VP Corporate Communication Pertamina Patra Niaga, Kitty Andhora, menjelaskan bahwa langkah ini merupakan bagian dari evaluasi berkala. Keputusan tersebut mengacu pada tren harga minyak dunia, formula perhitungan pemerintah, serta upaya menjaga daya beli masyarakat.
Sepanjang Juni 2026, harga minyak mentah dunia memang menunjukkan tren penurunan. Data mencatat harga West Texas Intermediate berada di kisaran US$ 71,533 per barel dan Brent di angka US$ 74,835 per barel. Kondisi pasar yang fluktuatif ini membuat Pertamina harus menjaga harga produk nonsubsidi tetap kompetitif.
Berdasarkan data terbaru per 3 Juli 2026, penurunan harga paling signifikan terjadi pada produk Pertamina Dex dan Dexlite. Untuk wilayah Palembang yang menerapkan PBBKB 5 persen, Pertamina Dex kini turun Rp3.650 menjadi Rp21.650 per liter. Sementara Dexlite turun Rp3.350 menjadi Rp20.150 per liter, dan Pertamax Turbo terkoreksi Rp1.450 menjadi Rp19.750 per liter.
Penting untuk dicatat bahwa harga BBM di setiap daerah tidak seragam.
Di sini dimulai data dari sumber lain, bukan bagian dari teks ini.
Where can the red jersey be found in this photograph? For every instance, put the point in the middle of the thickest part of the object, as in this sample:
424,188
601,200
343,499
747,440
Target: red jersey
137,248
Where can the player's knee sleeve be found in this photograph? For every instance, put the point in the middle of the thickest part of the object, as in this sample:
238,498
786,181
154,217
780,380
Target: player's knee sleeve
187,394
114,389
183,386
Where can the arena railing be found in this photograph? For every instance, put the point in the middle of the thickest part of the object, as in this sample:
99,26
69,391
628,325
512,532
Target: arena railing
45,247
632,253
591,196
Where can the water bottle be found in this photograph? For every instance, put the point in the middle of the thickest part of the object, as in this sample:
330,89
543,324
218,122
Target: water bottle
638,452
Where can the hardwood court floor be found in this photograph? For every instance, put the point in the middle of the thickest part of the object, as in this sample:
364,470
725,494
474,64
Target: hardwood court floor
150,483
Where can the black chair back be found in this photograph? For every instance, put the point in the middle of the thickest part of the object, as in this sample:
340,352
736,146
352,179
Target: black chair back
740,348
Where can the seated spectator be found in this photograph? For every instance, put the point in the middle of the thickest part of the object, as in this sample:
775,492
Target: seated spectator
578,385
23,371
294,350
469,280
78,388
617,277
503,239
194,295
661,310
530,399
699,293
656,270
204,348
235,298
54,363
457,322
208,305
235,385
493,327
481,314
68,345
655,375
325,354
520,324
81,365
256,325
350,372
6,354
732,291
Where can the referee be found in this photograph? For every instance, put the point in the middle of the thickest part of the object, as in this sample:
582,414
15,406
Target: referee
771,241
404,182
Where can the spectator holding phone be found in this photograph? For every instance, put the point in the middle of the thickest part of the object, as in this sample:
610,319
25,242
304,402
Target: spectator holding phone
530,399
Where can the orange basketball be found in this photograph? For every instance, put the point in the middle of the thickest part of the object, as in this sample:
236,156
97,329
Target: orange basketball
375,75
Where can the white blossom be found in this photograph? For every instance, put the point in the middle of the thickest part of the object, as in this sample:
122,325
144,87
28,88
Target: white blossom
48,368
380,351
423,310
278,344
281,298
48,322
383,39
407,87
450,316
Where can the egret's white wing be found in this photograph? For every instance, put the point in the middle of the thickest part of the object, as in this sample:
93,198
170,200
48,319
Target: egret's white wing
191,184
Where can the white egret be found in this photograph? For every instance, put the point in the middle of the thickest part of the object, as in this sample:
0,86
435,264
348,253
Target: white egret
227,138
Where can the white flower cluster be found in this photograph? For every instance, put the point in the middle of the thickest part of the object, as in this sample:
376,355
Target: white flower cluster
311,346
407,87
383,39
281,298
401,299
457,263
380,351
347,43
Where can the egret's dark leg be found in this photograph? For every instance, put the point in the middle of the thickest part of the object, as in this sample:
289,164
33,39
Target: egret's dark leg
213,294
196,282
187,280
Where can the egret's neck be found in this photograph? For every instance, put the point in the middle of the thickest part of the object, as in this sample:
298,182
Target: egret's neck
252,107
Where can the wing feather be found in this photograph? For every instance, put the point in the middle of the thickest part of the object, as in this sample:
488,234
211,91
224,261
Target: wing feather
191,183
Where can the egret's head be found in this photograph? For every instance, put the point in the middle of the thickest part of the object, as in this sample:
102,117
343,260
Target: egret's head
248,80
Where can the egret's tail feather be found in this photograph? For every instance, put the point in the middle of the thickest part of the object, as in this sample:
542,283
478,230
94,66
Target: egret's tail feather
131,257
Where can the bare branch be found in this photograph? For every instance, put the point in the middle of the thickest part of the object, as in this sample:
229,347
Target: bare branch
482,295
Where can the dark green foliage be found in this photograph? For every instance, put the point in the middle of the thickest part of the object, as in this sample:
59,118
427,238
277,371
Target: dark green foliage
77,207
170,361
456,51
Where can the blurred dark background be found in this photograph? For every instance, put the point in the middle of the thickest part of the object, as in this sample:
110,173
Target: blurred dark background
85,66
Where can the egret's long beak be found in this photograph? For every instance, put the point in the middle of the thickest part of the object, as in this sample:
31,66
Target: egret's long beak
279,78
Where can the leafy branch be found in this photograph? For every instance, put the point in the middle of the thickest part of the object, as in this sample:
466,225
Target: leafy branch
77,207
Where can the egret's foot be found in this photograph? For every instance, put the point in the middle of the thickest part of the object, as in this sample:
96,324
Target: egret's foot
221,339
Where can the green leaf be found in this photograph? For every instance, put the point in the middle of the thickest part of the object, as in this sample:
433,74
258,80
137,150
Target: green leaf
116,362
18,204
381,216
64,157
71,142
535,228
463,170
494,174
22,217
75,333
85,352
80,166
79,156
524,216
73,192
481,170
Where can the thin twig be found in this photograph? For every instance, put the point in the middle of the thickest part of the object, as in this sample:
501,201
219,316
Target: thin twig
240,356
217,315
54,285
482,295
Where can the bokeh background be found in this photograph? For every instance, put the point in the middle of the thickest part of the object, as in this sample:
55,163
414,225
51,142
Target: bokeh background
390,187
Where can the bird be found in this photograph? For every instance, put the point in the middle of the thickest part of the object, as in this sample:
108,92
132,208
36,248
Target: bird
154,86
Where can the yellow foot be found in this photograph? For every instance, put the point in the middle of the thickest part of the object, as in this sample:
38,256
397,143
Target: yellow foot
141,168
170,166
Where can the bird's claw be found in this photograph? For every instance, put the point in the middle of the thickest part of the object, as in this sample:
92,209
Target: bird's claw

Perbedaan ini dipicu oleh besaran Pajak Bahan Bakar Kendaraan Bermotor atau PBBKB yang ditetapkan masing-masing pemerintah daerah. Oleh karena itu, konsumen di Palembang akan mendapati harga yang berbeda tipis dibandingkan dengan wilayah Jabodetabek.
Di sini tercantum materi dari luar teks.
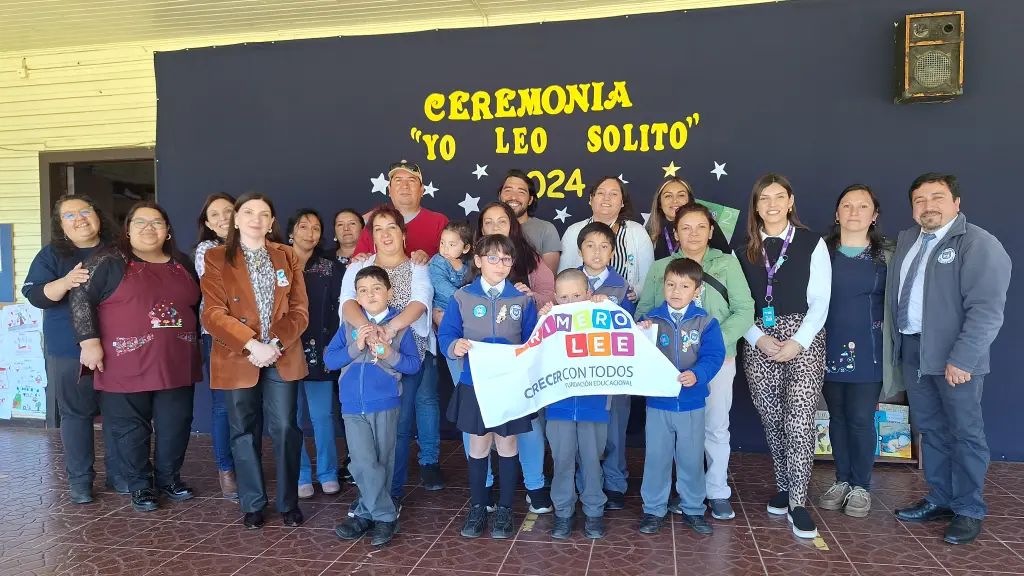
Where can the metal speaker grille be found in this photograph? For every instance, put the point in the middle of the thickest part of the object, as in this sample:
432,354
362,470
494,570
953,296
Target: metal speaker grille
933,69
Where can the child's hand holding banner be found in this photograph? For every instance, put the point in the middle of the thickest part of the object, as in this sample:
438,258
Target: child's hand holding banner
583,348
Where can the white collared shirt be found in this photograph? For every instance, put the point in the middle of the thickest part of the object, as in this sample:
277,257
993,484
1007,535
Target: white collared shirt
918,290
818,294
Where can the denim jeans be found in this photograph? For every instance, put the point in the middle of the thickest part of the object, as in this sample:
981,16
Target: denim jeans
317,396
419,405
219,430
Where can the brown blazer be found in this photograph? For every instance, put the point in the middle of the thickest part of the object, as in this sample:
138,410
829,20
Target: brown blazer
229,315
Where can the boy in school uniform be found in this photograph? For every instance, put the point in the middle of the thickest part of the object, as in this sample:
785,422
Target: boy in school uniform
370,391
578,432
692,340
596,243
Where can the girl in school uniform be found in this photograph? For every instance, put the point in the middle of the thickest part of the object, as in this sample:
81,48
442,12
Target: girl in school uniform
476,312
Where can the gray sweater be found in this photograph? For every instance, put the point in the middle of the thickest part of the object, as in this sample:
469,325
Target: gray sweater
966,281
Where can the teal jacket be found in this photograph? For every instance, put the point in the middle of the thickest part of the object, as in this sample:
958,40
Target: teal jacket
734,318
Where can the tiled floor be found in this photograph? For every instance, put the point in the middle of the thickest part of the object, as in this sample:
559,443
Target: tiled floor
42,533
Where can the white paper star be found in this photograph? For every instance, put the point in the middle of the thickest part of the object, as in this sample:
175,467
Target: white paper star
470,204
380,184
719,170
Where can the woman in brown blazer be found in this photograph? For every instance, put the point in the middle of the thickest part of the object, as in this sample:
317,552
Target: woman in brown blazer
255,309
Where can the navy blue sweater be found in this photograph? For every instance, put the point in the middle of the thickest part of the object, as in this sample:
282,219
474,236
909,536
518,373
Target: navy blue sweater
47,266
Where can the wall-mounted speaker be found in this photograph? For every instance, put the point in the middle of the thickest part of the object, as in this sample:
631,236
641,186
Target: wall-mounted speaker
930,57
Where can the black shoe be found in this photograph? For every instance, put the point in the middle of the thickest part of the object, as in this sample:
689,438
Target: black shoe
81,494
293,518
803,526
253,521
432,478
503,527
475,522
352,528
117,486
697,524
616,500
594,527
963,530
924,511
562,527
177,491
779,503
383,532
144,500
651,524
540,501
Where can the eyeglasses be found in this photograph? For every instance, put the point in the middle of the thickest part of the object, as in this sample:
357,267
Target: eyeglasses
141,223
495,259
71,216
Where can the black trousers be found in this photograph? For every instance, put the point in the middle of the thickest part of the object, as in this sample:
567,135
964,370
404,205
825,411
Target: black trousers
851,429
134,418
78,405
276,400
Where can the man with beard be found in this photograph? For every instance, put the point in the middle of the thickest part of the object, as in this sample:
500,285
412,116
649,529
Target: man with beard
519,192
946,289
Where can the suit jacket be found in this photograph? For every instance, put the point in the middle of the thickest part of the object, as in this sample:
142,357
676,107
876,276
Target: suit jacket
230,316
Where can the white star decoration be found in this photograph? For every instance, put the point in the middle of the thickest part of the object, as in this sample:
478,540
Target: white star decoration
380,184
470,204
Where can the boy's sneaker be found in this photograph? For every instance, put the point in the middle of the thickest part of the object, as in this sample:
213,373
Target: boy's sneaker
803,526
858,502
835,497
697,524
562,528
503,526
475,522
779,504
651,524
540,501
721,508
616,500
352,528
383,532
594,527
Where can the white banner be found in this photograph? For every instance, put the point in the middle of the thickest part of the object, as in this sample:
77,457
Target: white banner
583,348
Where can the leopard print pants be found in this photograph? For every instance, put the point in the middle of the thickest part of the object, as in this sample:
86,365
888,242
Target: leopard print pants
786,396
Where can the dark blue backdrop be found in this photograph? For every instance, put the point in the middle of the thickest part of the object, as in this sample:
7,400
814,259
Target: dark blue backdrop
801,87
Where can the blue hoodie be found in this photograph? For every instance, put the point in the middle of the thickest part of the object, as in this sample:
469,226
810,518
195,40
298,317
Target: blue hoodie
471,314
695,344
365,387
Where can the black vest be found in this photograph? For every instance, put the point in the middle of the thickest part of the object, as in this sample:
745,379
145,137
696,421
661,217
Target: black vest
790,291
Khusus untuk BBM bersubsidi seperti Pertalite dan Biosolar, Pertamina memastikan tidak ada perubahan harga. Pertalite tetap dibanderol Rp10.000 per liter dan Biosolar di angka Rp6.800 per liter di seluruh wilayah Indonesia. Kebijakan harga tetap ini menjadi komitmen pemerintah dalam menjaga stabilitas ekonomi masyarakat menengah ke bawah.
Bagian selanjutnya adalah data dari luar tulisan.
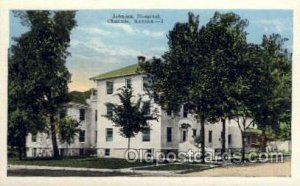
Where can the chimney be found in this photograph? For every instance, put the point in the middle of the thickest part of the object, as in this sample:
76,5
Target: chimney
141,59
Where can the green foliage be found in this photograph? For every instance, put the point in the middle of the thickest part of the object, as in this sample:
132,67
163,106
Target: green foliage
219,75
130,116
68,128
38,77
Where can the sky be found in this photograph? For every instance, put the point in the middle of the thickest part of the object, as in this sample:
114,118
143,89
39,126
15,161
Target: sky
98,46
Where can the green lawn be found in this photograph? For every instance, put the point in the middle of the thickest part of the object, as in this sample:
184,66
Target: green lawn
90,162
177,167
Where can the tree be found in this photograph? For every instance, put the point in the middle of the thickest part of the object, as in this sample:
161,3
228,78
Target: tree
68,128
197,69
38,62
275,107
131,117
225,38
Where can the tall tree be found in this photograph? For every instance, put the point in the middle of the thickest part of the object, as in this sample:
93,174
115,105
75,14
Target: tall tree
68,128
183,75
129,115
225,38
275,107
39,58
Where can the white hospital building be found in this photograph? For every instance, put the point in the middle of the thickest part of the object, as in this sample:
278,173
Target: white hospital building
99,136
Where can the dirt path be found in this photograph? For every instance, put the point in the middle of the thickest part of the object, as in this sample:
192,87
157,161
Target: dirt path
257,170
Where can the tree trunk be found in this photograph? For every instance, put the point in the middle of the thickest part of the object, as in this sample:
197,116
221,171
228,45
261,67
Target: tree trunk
128,144
263,140
53,138
223,136
24,147
20,152
243,146
128,147
202,138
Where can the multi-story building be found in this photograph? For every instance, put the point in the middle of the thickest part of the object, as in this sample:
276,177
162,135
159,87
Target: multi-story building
81,108
170,133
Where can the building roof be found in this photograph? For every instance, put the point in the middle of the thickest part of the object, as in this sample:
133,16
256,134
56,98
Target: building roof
125,71
79,97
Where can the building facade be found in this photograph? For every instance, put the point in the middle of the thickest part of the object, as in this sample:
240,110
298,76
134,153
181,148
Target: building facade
170,133
82,109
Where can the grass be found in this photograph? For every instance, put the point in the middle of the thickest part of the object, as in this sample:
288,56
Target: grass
90,162
177,167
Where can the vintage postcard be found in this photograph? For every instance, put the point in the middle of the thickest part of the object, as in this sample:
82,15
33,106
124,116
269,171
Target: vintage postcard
199,93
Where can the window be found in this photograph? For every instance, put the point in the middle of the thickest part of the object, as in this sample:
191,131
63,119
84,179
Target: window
96,136
146,107
109,134
96,115
33,137
184,132
82,136
185,111
62,114
169,112
210,136
146,83
146,135
109,87
81,114
34,154
94,92
169,134
229,138
148,153
107,152
81,152
248,139
128,83
109,110
194,132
Dorongan untuk melakukan penyesuaian harga ini juga datang dari Komisaris Utama Pertamina, Mochamad Iriawan. Ia meminta direksi agar segera menyesuaikan harga BBM nonsubsidi sejak Juni demi merespons kondisi pasar energi global.
Bagi masyarakat, penurunan harga ini tentu memberikan dampak positif bagi pengeluaran bulanan. Terutama bagi pelaku sektor logistik, armada usaha, maupun pengendara pribadi yang menggunakan mesin diesel atau bensin beroktan tinggi.
Pertamina mengimbau masyarakat untuk selalu bijak dalam memilih BBM sesuai dengan spesifikasi mesin kendaraan. Langkah perawatan rutin, pengisian bahan bakar saat suhu dingin, hingga memanfaatkan aplikasi MyPertamina menjadi cara efektif untuk lebih menghemat konsumsi bahan bakar.
Informasi mengenai daftar harga resmi ini dapat dipantau langsung melalui laman mypertamina.id. Perlu diingat bahwa harga yang berlaku saat ini bersifat dinamis dan dapat kembali berubah pada bulan berikutnya menyesuaikan kondisi ekonomi global.